In Revuz and Yor, they denote $\mathbb{H}^2$ the space of $L^2$-bounded martingales, and $H^2$ the space of continuous $L^2$-bounded martingales. They state
"... by Doob's inequality ... $M_\infty^* = \sup_t |M_t|$ is in $L^2$ if $M \in \mathbb{H}^2$; hence $M$ is u.i. and $M_t = E[M_\infty \mid \mathscr{F}_t]$ with $M_\infty \in L^2$. This sets up a one to one correspondence between $\mathbb{H}^2$ and $L^2(\Omega,\mathscr{F}_\infty,P)$, ..."
Note: the only assumption made on the filtration is that $\mathscr{F}_t$ contains all the sets of $P$-measure zero in $\mathscr{F}$. As far as I know, Doob's inequality cannot be applied in this case. More specifically my questions is:
- How do we apply Doob's inequality without knowing $M$ is right continuous?
EDIT: It appears that they state that all sub/supermartingales considered in the sequel are assumed to be cadlag.

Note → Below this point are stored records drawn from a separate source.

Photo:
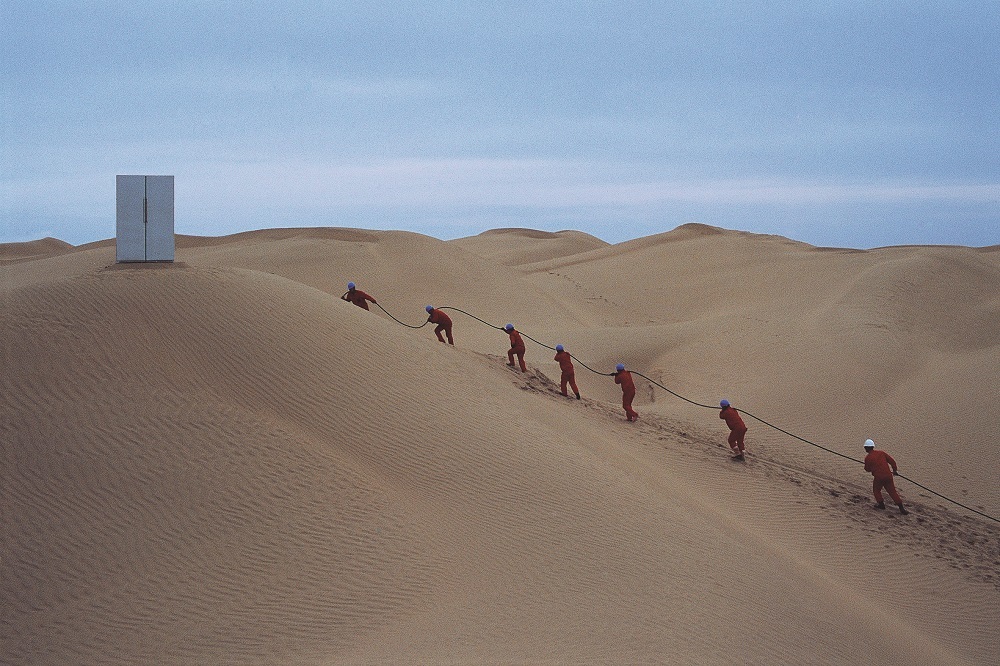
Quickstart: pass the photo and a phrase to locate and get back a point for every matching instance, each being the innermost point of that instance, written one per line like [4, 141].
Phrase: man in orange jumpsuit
[568, 372]
[516, 347]
[737, 429]
[883, 468]
[624, 377]
[356, 296]
[443, 322]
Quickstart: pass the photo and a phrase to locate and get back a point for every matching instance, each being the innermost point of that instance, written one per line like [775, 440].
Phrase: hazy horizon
[840, 124]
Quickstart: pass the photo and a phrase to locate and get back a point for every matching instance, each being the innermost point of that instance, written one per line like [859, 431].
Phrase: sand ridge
[221, 462]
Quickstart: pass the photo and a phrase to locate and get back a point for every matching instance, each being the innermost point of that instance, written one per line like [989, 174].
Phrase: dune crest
[220, 461]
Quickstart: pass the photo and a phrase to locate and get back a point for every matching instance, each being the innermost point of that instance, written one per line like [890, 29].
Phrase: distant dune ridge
[219, 461]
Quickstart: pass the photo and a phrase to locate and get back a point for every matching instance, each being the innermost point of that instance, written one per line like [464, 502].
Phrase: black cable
[397, 321]
[698, 404]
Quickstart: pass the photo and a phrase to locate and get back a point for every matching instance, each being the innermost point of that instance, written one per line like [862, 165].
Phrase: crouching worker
[568, 372]
[883, 468]
[356, 296]
[443, 322]
[624, 377]
[516, 347]
[737, 429]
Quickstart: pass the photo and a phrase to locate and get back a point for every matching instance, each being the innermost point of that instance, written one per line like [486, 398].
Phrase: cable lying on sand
[624, 378]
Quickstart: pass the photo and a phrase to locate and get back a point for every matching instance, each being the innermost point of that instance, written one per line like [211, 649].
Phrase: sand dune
[219, 461]
[16, 252]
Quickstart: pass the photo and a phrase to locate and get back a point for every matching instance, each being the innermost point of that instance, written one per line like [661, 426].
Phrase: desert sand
[218, 461]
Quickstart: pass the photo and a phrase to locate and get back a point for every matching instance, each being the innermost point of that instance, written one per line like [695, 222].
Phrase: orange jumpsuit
[738, 429]
[568, 372]
[624, 378]
[516, 349]
[882, 466]
[443, 322]
[358, 297]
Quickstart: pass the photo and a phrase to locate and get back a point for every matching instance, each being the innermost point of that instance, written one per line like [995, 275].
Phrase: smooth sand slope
[218, 461]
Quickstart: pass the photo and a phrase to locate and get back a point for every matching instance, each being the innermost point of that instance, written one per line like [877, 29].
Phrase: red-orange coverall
[516, 349]
[628, 393]
[568, 372]
[443, 322]
[738, 429]
[881, 465]
[358, 297]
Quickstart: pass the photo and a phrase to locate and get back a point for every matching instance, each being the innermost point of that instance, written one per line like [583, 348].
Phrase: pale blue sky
[837, 123]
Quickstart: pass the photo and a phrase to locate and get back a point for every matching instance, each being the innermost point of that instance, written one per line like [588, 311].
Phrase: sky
[838, 123]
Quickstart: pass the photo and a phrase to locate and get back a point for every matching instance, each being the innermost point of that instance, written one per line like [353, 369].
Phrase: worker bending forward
[356, 296]
[883, 468]
[568, 372]
[624, 377]
[443, 322]
[737, 429]
[516, 347]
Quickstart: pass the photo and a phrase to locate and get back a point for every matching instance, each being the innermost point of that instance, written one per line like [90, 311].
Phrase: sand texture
[218, 461]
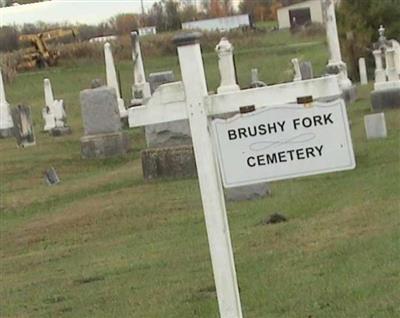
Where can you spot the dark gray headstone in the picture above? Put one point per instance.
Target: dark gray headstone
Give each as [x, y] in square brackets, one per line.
[306, 70]
[157, 79]
[23, 127]
[100, 112]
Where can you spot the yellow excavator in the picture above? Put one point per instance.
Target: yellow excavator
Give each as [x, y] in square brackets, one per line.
[39, 54]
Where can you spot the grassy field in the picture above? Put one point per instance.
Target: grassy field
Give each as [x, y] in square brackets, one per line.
[104, 243]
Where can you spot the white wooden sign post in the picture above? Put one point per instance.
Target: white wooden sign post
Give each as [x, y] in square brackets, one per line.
[189, 99]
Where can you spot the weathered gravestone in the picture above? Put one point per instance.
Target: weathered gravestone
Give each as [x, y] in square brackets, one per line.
[140, 88]
[386, 93]
[54, 113]
[306, 70]
[23, 127]
[112, 79]
[329, 147]
[102, 126]
[51, 177]
[335, 63]
[375, 126]
[171, 134]
[6, 122]
[170, 152]
[254, 79]
[363, 71]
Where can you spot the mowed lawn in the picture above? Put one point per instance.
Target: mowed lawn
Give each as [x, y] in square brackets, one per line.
[105, 243]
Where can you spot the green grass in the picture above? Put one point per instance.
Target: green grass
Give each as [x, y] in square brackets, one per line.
[104, 243]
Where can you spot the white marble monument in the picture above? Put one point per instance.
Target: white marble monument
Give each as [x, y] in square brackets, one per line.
[112, 79]
[363, 71]
[336, 64]
[54, 112]
[386, 93]
[6, 122]
[226, 66]
[296, 68]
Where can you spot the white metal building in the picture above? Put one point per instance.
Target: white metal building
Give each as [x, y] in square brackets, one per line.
[300, 14]
[223, 23]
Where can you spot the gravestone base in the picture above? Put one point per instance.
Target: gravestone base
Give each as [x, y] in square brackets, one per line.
[104, 145]
[60, 131]
[172, 162]
[350, 94]
[249, 192]
[385, 99]
[6, 133]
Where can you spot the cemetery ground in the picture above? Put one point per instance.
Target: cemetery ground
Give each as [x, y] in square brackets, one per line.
[105, 243]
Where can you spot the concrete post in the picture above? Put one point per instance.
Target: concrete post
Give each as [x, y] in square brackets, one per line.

I'm not sure where the scope of that statement ends, so in the case that it extends to this question ($\mathbb{H}^2$ is cadlag martingales), my new question would be:
- If $M_\infty\in L^2$ does $t\mapsto E[M_\infty \mid \mathscr{F}_t]$ define a cadlag martingale (it is clearly a martingale)?
My thoughts on the matter...
Doob's inequalities for discrete time state that for $X$ a martingale or positive submartingale indexed by $D=\{0,1\ldots,N\}$, then for $p\geq 1$ and $\lambda > 0$ $$ \lambda^pP\left[\sup_{n\in D} |X_n| \geq \lambda\right] \leq E[|X_N|^p] $$ and for any $p>1$, $$ E\left[\sup_{n \in D} |X_n|^p\right] \leq \left(\frac{p}{p-1}\right)^p E[|X_N|^p]. $$
By taking monotone limits we can take $D$ to be countable as well: $$ \lambda^pP\left[\sup_{t\in D} |X_t| \geq \lambda\right] \leq \sup_{t \in D} E[|X_t|^p] $$ and for any $p>1$, $$ E\left[\sup_{t \in D} |X_t|^p\right] \leq \left(\frac{p}{p-1}\right)^p \sup_{t \in D}E[|X_t|^p]. $$
If $X$ is right continuous then the above holds as written for $D$ an interval of $\mathbb{R}^+$.